More members of academic staff may now be examiners
The number of examiners at Health is being expanded. This is being done in order to meet the departments’ need for additional skilled members of academic staff to examine the students.
More types of academic staff can now examine the students. This means that e.g. postdocs can now, to a limited degree, carry out teaching and conduct examinations, providing the department head approves this and appoints an educational supervisor.
The departments have had difficulty in finding enough examiners for Health's different study programmes, due to the main academic area's restrictive policy on who may be allowed to conduct examinations at Health. The dean has therefore revised the guidelines.
We will still make high demands when it comes to quality
There will continue to be strict requirements for both teaching staff and examiners at Health. The students must receive research-based teaching. Teaching staff and examiners must have updated educational and didactic competencies. And the requirements for the quality of teaching are high.
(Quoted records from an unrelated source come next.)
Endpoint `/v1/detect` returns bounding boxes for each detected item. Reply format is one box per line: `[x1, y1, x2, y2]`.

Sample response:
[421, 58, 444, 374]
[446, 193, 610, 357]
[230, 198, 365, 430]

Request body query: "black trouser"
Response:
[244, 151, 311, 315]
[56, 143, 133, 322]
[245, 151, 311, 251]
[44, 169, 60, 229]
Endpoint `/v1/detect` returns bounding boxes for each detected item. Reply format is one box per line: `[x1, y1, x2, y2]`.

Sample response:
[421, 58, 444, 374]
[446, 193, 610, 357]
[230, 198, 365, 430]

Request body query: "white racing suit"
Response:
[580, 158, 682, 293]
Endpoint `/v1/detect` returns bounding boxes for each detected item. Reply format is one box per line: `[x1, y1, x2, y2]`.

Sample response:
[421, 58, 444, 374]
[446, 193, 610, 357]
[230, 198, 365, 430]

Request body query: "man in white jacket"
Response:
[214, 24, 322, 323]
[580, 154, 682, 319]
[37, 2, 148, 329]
”The revised regulations maintain the main academic area's high quality standards in this area. At the same time, this expansion of the number of teaching staff and examiners provides better opportunities to match our multi-faceted teaching and exam situation,” says Vice-Dean for Education Berit Eika.
”The department head is responsible for ensuring that teaching staff and examiners are brought up to date academically. And it is important that we at Health are still able to document that we deliver research-based teaching. Not least in relation to the coming institutional accreditation,” says Berit Eika.